= Murong Hui (Later Yan) =

Murong Hui (慕容會) (373–397) was a general and imperial prince of the Xianbei state Later Yan, who served under his grandfather Murong Chui (Emperor Wucheng) and father Murong Bao (Emperor Huimin). During his father's reign, angry that he was not created crown prince, he tried to seize that position by force, but after his failure was killed.

Murong Hui was born to Murong Bao and a concubine described as of lowly birth while Murong Bao was a low-level Former Qin official, after Murong Chui, a Former Yan prince, had sought refuge with Former Qin's emperor Fu Jiān in 369 after a dispute with Former Yan's Empress Kezuhun and regent Murong Ping, and after Former Qin had destroyed Former Yan in 370. He was therefore probably born in the Former Qin capital Chang'an, where Murong Bao served.

When Murong Chui rebelled against Former Qin in 384 and established Later Yan, Murong Hui was in Chang'an, then still under Former Qin control. After the last Former Yan emperor Murong Wei, then a Former Qin general, tried to rebel within the city around the new year 385, Fu Jiān ordered the Xianbei in the city killed, but Murong Hui, along with his uncle Murong Rou (慕容柔) and brother Murong Sheng, were not killed, apparently because Murong Rou had been adopted by the eunuch Song Ya (宋牙). Soon thereafter, though, Murong Rou, Murong Sheng, and Murong Hui fled Chang'an and sought refuge with Murong Wei's brother and the leader of the nascent Western Yan state, Murong Chong.

Western Yan eventually captured Chang'an, but Murong Chong was killed in a coup, and the Xianbei people of the state abandoned Chang'an and began heading east back to their homeland. After a series of coups in 386, Murong Yong became emperor, and under his leadership Western Yan settled in at Zhangzi (長子, in modern Changzhi, Shanxi). In winter 386, Murong Sheng saw that they were being suspected by Murong Yong on account of their being descendants of Murong Chui, and therefore persuaded Murong Rou and Murong Hui to flee to Later Yan. It took them a year to arrive in the Later Yan capital Zhongshan (中山, in modern Baoding, Hebei), and upon arrival in the capital, Murong Hui was created the Duke of Qinghe.

Murong Chui greatly favored Murong Hui's abilities and impressive looks, and whenever Murong Bao, then Murong Chui's crown prince, would accompany Murong Chui on campaigns, Murong Chui put Murong Hui in charge of the crown prince's household, and ordered that he accorded the same respect as the crown prince during those times. In 395, after Murong Bao had suffered a devastating defeat at the hands of Later Yan's former vassal, Northern Wei's prince Tuoba Gui, in preparation of another attack against Northern Wei, Murong Chui recalled Murong Hui's uncle Murong Long, the viceroy at the old Former Yan capital Longcheng (龍城, in modern Jinzhou, Liaoning), to the capital with his troops, and he made Murong Hui viceroy at Longcheng. He grew extremely ill in early 396, however, and died during the campaign and was succeeded by Murong Bao.

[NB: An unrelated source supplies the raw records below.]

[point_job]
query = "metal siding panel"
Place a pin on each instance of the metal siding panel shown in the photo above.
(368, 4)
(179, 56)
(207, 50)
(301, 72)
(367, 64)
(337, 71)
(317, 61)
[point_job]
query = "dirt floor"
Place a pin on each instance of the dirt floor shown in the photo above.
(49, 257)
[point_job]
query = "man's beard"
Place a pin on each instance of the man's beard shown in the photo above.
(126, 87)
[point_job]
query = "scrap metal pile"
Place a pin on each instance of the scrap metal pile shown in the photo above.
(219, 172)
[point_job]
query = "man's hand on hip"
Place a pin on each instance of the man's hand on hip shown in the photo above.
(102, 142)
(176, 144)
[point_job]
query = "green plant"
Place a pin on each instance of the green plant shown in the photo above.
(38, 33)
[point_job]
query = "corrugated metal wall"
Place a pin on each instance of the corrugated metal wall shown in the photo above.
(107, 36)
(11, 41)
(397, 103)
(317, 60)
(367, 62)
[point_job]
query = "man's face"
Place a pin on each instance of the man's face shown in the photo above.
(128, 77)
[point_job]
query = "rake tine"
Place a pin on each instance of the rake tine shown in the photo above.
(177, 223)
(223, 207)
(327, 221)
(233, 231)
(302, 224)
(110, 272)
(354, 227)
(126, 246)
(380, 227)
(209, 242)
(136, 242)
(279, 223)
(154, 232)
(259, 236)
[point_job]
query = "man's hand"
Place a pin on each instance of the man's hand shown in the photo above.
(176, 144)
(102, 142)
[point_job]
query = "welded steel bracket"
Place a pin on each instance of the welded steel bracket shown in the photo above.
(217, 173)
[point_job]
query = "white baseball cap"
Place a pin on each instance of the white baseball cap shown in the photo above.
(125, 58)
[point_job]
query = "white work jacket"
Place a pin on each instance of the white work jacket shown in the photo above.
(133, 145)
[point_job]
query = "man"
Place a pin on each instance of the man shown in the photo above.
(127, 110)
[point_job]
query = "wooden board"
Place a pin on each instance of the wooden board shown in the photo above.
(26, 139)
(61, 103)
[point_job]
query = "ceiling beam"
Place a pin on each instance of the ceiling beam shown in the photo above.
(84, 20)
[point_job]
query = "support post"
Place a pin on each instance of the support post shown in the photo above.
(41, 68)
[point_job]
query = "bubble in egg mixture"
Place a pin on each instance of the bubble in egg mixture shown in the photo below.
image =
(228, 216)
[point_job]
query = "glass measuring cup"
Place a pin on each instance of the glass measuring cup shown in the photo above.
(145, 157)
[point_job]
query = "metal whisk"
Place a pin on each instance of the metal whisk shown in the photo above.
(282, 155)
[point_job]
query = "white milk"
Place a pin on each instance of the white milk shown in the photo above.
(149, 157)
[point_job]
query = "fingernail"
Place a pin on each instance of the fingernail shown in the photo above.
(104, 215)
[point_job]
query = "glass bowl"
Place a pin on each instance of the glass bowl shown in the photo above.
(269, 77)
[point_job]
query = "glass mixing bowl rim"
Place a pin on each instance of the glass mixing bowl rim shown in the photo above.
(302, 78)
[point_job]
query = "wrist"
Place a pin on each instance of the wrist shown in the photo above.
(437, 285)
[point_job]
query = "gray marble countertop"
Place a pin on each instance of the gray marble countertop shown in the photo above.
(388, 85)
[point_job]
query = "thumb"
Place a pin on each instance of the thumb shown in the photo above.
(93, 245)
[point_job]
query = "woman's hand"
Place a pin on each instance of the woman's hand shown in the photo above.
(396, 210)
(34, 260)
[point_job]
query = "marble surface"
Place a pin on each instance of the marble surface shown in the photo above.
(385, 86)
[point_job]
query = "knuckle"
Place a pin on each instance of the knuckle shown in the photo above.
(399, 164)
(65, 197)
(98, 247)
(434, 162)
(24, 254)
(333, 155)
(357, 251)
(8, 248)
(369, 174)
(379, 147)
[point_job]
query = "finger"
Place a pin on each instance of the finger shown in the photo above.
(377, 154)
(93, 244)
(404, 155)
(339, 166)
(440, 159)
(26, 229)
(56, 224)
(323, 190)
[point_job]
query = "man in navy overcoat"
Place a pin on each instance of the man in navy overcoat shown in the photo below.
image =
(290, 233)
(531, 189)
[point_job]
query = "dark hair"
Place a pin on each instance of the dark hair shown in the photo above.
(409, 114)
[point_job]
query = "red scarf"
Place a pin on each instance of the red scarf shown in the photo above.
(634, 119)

Before Murong Chui died, he urged Murong Bao to make Murong Hui crown prince. However, Murong Bao favored his young son Murong Ce (慕容策, 13 years Murong Hui's junior) and did not consider Murong Hui. Murong Sheng, who was slightly older than Murong Hui, also did not want to see Murong Hui as crown prince, and therefore persuaded Murong Bao to create Murong Ce crown prince. Murong Hui was only promoted to Prince of Qinghe, and he resented this greatly.

Later in 396, Northern Wei launched a major attack on Later Yan, immediately seizing most of the central and western provinces of the empire, and putting Zhongshan under siege. Murong Hui mobilized his troops under guise of heading for his father's aid, but did not actually have the desire to do so, and so advanced slowly only after the urging of the general Yu Chong (餘崇). As he reached Zhongshan's vicinity, his father abandoned Zhongshan and joined his army. Murong Bao immediately saw that Murong Hui was still resentful, and tried to transfer the command of the army to his own brothers Murong Long and Murong Nong, but this only angered Murong Hui more. Seeing his uncles as his threats, he sent assassins against them, killing Murong Long but only wounding Murong Nong, and then falsely accused Murong Long and Murong Nong of treason. Murong Bao initially pretended to believe him, and then tried to have him assassinated but failed. Murong Hui then rose in open rebellion, demanding the position of crown prince, and as Murong Bao had then reached Longcheng first, Murong Hui tried to put Longcheng under siege. The general Gao Yun, however, led a surprise attack against him, and his troops collapsed. He fled back to Zhongshan, then under the control of his cousin Murong Xiang (慕容詳) the Duke of Kaifeng, but Murong Xiang executed him. Murong Bao executed his mother and sons as well.